La Corse, ancienne Cyrnos

Bien des hypothèses existent sur l'origine du nom donné à l'île de Corse. Parmi les plus tenaces, celle qui voudrait que les Grecs l'aient appelée Kallistê (en grec ancien Καλλίστη : « la plus belle ») et dont on pense à présent qu'elle relève de la légende.

La Corse, ancienne CyrnosLa Corse, ancienne Cyrnos

La Corse était en fait nommée Cyrnos par les Grecs (en grec ancien : ΚύρνοςKúrnos).

D’après Pline l'Ancien (Naturalis Historia) : « Corsica, quam Graeci Cyrnon appellavere », la Corse, appelée par les Grecs Cyrnos ...

Le savant Ptolémée (~100 - ~168) écrit : « L’île de Cyrnos était baignée au nord par la mer de Ligurie (Ligusticum mare), à l'est par la mer Tyrrhénienne, au sud par le détroit Taphros ou Gallicum qui la séparait de la Sardaigne (Sardinia), à l'ouest par la mer Ibérique ».

Claude Ptolémée, d'après une gravure allemande du XVIème siècle

Claude Ptolémée, d'après une gravure allemande du XVIème siècle

La plus belle ? … Pourtant, le géographe grec Strabon (~60 av. JC - ~20 ap. JC) n’a pas une très bonne opinion de la Corse :

« L'île de Cyrnos, que les Romains appellent Corsica, est un pays affreux à habiter, vu la nature âpre du sol et le manque presque absolu de routes praticables, qui fait que les populations confinées dans les montagnes et réduites à vivre de brigandages, sont plus sauvages que les bêtes fauves. C'est ce qu'on peut, du reste, vérifier sans quitter Rome, car il arrive souvent que les généraux romains fassent des descentes dans l'île, attaquent à l'improviste quelques-unes des forteresses de ces barbares et enlèvent ainsi un grand nombre d'esclaves ; on peut alors observer de près la physionomie étrange de ces hommes farouches comme les bêtes des bois ou abrutis comme les bestiaux, qui ne supportent pas de vivre dans la servitude, ou qui, s'ils se résignent à ne pas mourir, lassent par leur apathie et leur insensibilité les maîtres qui les ont achetés, jusqu'à leur faire regretter le peu d'argent qu'ils leur ont coûté. Il y a cependant certaines portions de l'île qui sont à la rigueur habitables et où l'on trouve même quelques petites villes, telles que Blésinon, Charax, Eniconiæ et Vapanes. »

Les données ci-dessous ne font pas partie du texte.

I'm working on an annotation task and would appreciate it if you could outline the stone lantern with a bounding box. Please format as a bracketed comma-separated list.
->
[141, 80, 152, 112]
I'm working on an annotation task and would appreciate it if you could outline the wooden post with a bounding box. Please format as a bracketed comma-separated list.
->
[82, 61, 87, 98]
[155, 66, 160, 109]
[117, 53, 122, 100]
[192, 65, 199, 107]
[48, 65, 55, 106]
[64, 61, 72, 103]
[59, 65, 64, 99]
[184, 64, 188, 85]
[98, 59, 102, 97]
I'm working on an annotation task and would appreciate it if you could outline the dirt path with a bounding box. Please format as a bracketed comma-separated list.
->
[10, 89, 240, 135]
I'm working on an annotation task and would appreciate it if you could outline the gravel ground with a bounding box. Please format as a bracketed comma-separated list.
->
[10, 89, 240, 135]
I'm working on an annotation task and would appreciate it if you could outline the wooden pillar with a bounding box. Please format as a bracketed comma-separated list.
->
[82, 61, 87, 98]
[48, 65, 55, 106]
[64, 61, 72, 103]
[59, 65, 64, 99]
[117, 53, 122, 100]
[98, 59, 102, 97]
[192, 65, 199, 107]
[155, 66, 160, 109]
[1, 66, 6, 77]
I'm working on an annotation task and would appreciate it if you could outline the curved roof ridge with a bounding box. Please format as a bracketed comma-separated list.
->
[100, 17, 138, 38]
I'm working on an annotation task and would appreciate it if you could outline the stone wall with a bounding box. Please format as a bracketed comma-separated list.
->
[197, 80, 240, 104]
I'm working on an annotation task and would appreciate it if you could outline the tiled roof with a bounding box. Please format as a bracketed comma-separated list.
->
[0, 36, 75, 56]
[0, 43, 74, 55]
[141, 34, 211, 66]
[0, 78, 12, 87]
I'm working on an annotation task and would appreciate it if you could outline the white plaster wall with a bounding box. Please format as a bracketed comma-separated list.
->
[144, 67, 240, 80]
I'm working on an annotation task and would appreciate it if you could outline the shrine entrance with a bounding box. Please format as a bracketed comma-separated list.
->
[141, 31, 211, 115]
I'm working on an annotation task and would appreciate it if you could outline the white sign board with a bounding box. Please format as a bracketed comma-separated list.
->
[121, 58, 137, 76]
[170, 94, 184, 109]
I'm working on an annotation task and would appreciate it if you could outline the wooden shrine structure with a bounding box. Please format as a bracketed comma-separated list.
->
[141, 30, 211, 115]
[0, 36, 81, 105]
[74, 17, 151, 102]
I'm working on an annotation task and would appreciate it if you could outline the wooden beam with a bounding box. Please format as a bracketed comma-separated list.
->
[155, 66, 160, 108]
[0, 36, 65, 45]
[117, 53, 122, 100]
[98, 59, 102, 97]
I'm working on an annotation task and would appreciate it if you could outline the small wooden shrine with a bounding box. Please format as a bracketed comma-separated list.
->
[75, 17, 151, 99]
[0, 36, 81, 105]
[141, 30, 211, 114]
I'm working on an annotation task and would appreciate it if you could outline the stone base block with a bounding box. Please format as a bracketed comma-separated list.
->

Strabon d'Amasée, gravure du XVIème siècle

Strabon d'Amasée, gravure du XVIème siècle

Légendes ou Histoire

 

D’après Colonna De Cesari-Rocca et Louis Villat in Histoire de Corse (Ancienne librairie Furne Boivin & Cie, Éditeurs, 5 rue Palatine Paris VIe) :

« De vieux auteurs l'assurent et, dans la légende qu'ils nous ont transmise, une réalité précise apparaît sans doute. Une femme de la côte de Ligurie, voyant une génisse s'éloigner à la nage et revenir fort grasse, s'avisa de suivre l'animal dans son étrange et longue course. Sur le récit qu'elle fit de la terre inconnue qu'elle venait de découvrir, les Liguriens y firent passer beaucoup de leurs compagnons. Cette femme s'appelait Corsa, d'où vint le nom de Corse. C'est la légende éponyme que nous retrouvons à l'origine de toutes les cités antiques ; mais elle est de formation récente, car le premier nom de l'île est Cyrnos et non pas Corsica.

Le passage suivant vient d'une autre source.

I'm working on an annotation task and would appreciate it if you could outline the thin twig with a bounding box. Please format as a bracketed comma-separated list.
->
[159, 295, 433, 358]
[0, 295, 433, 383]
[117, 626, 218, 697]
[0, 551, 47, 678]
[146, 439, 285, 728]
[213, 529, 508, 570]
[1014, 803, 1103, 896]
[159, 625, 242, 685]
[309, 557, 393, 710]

[…] Il y a d'autres légendes, et plus prestigieuses, sinon moins fantaisistes. Un fils d'Héraclès, Cyrnos, aurait colonisé la Corse en lui donnant son nom. Giovanni della Grossa (ndlr, écrivain 1388-1464) croit que la Corse a été peuplée par un chevalier troyen, appelé Corso ou Cor, et une nièce de Didon, nommée Sica, que Corso a bâti les villes de l'île et leur a donné les noms de ses fils et de son neveu, Aiazzo, Alero, Marino, Nebbino. C'est ainsi que la Grande-Bretagne a eu son Brut, la France son Francus et que la Corse a son Corso, neveu d'Enée ».

Rhyton en forme de chien, trouvé en Corse (céramique antique)

Rhyton en forme de chien, trouvé en Corse (céramique antique)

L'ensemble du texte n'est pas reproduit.